Listing directories at a given level in Amazon S3

2020-02-29 04:26发布

问题:

I am storing two million files in an amazon S3 bucket. There is a given root (l1) below, a list of directories under l1 and then each directory contains files. So my bucket will look something like the following

l1/a1/file1-1.jpg
l1/a1/file1-2.jpg
l1/a1/... another 500 files
l1/a2/file2-1.jpg
l1/a2/file2-2.jpg
l1/a2/... another 500 files
....

l1/a5000/file5000-1.jpg

I would like to list as fast as possible the second level entries, so I would like to get a1, a2, a5000. I do not want to list all the keys, this will take a lot longer.

I am open to using directly the AWS api, however I have played so far with the right_aws gem in ruby http://rdoc.info/projects/rightscale/right_aws

There are at least two APIs in that gem, I tried using bucket.keys() in the S3 module and incrementally_list_bucket() in the S3Interface module. I can set the prefix and delimiter to list all of l1/a1/*, for example, but I cannot figure out how to list just the first level in l1. There is a :common_prefixes entry in the hash returned by incrementally_list_bucket() but in my test sample it is not filled in.

Is this operation possible with the S3 API?

Thanks!

回答1:

right_aws allows to do this as part of their underlying S3Interface class, but you can create your own method for an easier (and nicer) use. Put this at the top of your code:

module RightAws
  class S3
    class Bucket
      def common_prefixes(prefix, delimiter = '/')
        common_prefixes = []
        @s3.interface.incrementally_list_bucket(@name, { 'prefix' => prefix, 'delimiter' => delimiter }) do |thislist|          
          common_prefixes += thislist[:common_prefixes]
        end
        common_prefixes
      end
    end
  end
end

This adds the common_prefixes method to the RightAws::S3::Bucket class. Now, instead of calling mybucket.keys to fetch the list of keys in your bucket, you can use mybucket.common_prefixes to get an array of common prefixes. In your case:

mybucket.common_prefixes("l1/")
# => ["l1/a1", "l1/a2", ... "l1/a5000"]

I must say I tested it only with a small number of common prefixes; you should check that this works with more than 1000 common prefixes.



回答2:

This thread is quite old but I did run into this issue recently and wanted to assert my 2cents...
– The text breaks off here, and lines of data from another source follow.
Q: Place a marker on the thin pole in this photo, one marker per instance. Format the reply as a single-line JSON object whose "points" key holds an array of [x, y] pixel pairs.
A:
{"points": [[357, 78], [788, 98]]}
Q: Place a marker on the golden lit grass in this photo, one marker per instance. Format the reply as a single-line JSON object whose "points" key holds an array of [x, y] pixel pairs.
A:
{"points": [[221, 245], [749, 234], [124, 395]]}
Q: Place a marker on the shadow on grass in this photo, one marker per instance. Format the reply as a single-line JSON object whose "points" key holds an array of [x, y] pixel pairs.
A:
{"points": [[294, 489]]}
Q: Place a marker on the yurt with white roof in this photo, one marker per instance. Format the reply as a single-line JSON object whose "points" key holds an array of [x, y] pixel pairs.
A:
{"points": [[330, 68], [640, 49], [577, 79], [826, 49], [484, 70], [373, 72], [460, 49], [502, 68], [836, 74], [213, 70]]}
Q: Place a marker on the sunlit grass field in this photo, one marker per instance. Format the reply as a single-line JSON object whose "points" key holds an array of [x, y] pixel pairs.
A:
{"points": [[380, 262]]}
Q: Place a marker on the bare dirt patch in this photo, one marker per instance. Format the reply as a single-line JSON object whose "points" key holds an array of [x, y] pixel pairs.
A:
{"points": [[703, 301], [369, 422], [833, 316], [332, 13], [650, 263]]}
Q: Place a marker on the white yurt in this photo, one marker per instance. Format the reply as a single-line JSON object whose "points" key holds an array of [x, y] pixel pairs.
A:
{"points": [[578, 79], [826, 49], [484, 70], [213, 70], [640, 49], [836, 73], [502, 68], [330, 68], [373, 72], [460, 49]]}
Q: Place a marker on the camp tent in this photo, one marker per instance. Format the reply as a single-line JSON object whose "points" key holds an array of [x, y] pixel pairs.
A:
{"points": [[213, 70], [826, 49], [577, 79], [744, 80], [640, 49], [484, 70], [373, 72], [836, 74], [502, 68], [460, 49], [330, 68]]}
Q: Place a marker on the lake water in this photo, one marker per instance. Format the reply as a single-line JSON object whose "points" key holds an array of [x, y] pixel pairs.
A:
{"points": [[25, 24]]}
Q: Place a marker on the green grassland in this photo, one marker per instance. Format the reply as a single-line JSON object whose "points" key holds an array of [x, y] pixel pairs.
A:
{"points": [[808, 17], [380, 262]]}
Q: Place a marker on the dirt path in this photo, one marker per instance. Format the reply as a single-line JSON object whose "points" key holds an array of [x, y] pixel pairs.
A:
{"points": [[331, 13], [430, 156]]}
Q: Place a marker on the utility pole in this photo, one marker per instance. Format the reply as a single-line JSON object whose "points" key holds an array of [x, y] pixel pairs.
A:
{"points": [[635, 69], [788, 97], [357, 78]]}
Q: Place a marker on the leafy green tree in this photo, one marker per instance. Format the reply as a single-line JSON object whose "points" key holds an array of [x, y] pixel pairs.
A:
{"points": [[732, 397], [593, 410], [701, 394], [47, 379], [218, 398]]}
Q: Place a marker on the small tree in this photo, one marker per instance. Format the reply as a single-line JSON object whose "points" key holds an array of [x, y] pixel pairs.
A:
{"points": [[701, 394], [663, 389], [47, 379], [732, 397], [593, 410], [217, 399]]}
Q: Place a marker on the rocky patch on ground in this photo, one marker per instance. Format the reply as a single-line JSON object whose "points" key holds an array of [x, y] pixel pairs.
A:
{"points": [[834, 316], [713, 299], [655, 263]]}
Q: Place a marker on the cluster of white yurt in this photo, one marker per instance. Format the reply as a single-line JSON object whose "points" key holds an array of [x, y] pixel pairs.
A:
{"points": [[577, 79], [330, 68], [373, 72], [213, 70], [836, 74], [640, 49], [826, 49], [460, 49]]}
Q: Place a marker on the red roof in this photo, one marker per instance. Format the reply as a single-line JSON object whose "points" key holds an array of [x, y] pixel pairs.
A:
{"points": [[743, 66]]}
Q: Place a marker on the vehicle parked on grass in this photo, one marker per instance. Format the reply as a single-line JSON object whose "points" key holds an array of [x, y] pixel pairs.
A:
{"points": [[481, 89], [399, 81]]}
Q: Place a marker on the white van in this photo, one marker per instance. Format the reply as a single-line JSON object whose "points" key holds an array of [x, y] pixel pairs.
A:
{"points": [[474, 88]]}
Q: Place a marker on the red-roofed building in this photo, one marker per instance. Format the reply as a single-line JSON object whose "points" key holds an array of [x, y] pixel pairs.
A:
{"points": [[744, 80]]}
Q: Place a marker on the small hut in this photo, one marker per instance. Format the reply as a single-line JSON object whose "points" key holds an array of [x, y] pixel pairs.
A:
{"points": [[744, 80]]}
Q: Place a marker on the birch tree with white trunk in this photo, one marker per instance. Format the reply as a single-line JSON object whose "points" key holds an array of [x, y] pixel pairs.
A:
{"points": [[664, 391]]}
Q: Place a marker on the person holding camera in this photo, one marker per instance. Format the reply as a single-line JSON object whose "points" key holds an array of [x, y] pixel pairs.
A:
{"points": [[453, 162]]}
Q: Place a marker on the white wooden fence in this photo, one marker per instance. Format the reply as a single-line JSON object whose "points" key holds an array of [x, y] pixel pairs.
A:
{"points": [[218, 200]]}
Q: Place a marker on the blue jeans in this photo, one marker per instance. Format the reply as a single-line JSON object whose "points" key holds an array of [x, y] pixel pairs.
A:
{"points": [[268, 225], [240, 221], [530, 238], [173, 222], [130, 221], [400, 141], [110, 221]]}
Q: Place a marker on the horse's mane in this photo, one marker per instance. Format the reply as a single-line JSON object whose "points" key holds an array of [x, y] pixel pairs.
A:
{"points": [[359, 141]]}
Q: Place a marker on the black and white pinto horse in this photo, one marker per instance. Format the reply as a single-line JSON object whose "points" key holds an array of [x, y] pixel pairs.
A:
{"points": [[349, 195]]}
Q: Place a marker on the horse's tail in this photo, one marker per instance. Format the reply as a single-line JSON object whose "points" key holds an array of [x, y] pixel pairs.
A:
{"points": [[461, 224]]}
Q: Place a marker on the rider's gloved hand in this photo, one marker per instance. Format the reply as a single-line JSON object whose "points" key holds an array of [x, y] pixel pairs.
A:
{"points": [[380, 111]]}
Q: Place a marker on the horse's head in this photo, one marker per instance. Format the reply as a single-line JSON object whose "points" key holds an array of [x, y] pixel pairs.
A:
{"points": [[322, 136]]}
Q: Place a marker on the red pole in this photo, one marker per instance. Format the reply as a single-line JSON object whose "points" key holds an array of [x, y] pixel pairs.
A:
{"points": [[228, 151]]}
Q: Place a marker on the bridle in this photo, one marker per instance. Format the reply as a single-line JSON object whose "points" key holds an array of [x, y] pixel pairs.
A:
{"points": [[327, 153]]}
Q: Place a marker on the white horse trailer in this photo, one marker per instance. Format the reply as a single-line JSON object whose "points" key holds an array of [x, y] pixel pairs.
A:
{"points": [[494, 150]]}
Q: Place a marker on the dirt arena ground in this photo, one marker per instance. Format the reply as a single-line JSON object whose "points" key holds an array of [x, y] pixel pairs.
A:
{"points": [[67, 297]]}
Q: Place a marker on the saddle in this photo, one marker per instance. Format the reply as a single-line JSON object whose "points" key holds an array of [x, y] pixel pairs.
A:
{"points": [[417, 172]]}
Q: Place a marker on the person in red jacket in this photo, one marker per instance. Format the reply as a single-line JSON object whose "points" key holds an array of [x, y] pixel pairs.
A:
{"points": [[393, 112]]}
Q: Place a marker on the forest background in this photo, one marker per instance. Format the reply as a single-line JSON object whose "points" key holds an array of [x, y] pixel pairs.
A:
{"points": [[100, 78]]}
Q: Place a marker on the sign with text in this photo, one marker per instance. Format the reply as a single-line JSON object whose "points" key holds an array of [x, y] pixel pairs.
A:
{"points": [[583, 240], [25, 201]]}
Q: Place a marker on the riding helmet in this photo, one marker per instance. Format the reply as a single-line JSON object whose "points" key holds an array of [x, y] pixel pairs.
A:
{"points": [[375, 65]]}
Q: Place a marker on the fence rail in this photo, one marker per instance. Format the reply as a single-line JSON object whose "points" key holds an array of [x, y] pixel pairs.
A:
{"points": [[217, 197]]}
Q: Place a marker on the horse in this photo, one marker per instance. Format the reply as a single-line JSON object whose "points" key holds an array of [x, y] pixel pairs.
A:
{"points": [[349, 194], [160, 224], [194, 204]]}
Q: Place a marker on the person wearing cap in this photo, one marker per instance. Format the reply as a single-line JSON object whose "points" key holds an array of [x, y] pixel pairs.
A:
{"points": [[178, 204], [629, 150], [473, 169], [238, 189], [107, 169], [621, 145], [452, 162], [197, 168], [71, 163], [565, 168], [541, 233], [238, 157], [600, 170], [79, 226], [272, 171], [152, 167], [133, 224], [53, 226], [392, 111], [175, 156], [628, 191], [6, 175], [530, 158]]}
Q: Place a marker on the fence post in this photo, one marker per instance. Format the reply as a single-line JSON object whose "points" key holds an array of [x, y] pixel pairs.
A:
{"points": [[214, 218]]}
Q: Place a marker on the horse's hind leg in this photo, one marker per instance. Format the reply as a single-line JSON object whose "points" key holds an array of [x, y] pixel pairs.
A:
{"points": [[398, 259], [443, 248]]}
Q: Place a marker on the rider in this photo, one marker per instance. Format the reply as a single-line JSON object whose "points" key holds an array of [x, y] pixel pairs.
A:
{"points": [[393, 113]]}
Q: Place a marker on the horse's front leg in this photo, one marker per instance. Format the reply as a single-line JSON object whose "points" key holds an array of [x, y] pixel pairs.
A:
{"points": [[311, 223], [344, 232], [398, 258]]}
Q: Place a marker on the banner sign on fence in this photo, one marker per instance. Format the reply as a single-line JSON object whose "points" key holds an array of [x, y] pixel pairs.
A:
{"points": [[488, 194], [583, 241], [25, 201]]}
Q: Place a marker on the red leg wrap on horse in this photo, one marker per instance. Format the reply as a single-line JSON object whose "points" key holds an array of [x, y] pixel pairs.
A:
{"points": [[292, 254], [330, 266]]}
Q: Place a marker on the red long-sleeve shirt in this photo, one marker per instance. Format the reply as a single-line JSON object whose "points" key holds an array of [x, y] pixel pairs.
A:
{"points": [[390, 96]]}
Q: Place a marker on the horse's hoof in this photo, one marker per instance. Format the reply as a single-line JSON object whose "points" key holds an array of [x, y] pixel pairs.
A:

It is a hassle and a half (it seems) to cleanly list out folders given a path in an S3 bucket. Most of the current gem wrappers around the S3 API (AWS-SDK official, S3) don't correctly parse the return object (specifically the CommonPrefixes) so it is difficult to get back a list of folders (delimiter nightmares).

Here is a quick fix for those using the S3 gem... Sorry it isn't one size fits all but it's the best I wanted to do.

https://github.com/qoobaa/s3/issues/61

Code snippet:

module S3
  class Bucket
    # this method recurses if the response coming back
    # from S3 includes a truncation flag (IsTruncated == 'true')
    # then parses the combined response(s) XML body
    # for CommonPrefixes/Prefix AKA directories
    def directory_list(options = {}, responses = [])
      options = {:delimiter => "/"}.merge(options)
      response = bucket_request(:get, :params => options)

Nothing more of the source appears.